そして一番奥のカウンターで、後ろの樽からせわしなくグラスにワインを注ぎウェイトレスの若い女に渡している筋骨たくましい 中年のマスターに声をかけると、6度目の同じ返事が返ってきたのだった。
「週明けから祭りが始まるからね。今はもうどこもいっぱいなんじゃないか?」
「そうらしいな、今実感してるよ」
「ありゃ、もう歩き回ったあとだったか」
がははと豪快に笑い、せめて一杯おごってやるよとワインの入ったグラスを渡される。
「すまないな。ついでに、食事を頼む。もちろん、そっちは代金は払うよ」
朝、男爵の屋敷を出てからなにも食べていない。
唯一空いているカウンター席に腰をかけ、ロゼはため息をついた。
明日、書類を受け取ったら帰りもまた片道5日間の行程だ。できるだけ体は休ませないといけないのに、このまま宿無しでは困ってしまう。
「今日は鶏のトマト煮込みとベルグラド芋の団子シチューがお勧めだよ」
「じゃあ、それで」
<だからといって、今更あの屋敷に戻るわけにもいかないしな……>
たぶん、屋敷の主はこうなるとわかっていて言ったのに違いなかった。
「はぁ」
再びため息がもれた。
と、その時、ドアを勢いよく開けて入ってきた一人の少女がすいすいと客の間を抜けカウンターへやってきた。
背中にどう見ても普通の女性が持てるとは思えない、たとえ持てても動けないだろうワイン樽を背負っているその少女はいやでもロゼの目をひいた。
その後ろには、見覚えのあるかわいらしいマナがふよふよと浮いていたのだ。
<あ、あいつ…確か>
なぜここに?
いろんな驚きが一緒になり、普段は常に冷静なロゼもさすがに思考が止まった。
「マスター、注文のゲルプワインできたわよ!」
「うー!」
ドスン!と大きな音を立ててワイン樽をおろすとそれによりかかり、「ふー」と息をつく。
「おぉ、助かった。
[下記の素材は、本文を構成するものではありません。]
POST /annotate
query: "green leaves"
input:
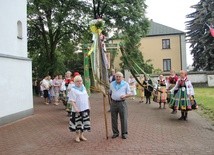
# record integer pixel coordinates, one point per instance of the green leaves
(56, 27)
(198, 34)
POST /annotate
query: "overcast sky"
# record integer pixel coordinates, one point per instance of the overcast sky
(171, 13)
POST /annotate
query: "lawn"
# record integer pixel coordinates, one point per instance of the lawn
(205, 99)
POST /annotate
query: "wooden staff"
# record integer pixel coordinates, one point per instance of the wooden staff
(105, 115)
(104, 89)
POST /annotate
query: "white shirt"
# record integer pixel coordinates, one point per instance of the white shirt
(45, 84)
(117, 93)
(80, 98)
(189, 87)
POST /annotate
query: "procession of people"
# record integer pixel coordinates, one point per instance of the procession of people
(176, 90)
ここ二日ほど大入りでな、ちょうど無くなりそうだったんだよ」
「そう思って急いだの。また注文よろしくね」
「おう!報酬はいつもどおりかみさんから受け取ってくれ。奥にいるから」
「はーい」
マスターと親しげに会話を交わし、慣れた様子でカウンターの端の仕切り板を持ち上げて中へ入ろうとしたウルリカは、視線を感じてふと振り向いた。
ばちっと音を立てて二人の目が合う。
「あ!」
ロゼは「しまった!」と思った。
なぜかはわからないが反射的にそう思った。
「あんた、嫌味男!」
でかい声でへんな呼び方をするなと声には出さず、顔を思い切りしかめることで表す。
だがウルリカはそんなことはまったく気にした様子も無く、うりゅを樽のなくなった肩に乗せ、づかづかと近寄ってきた。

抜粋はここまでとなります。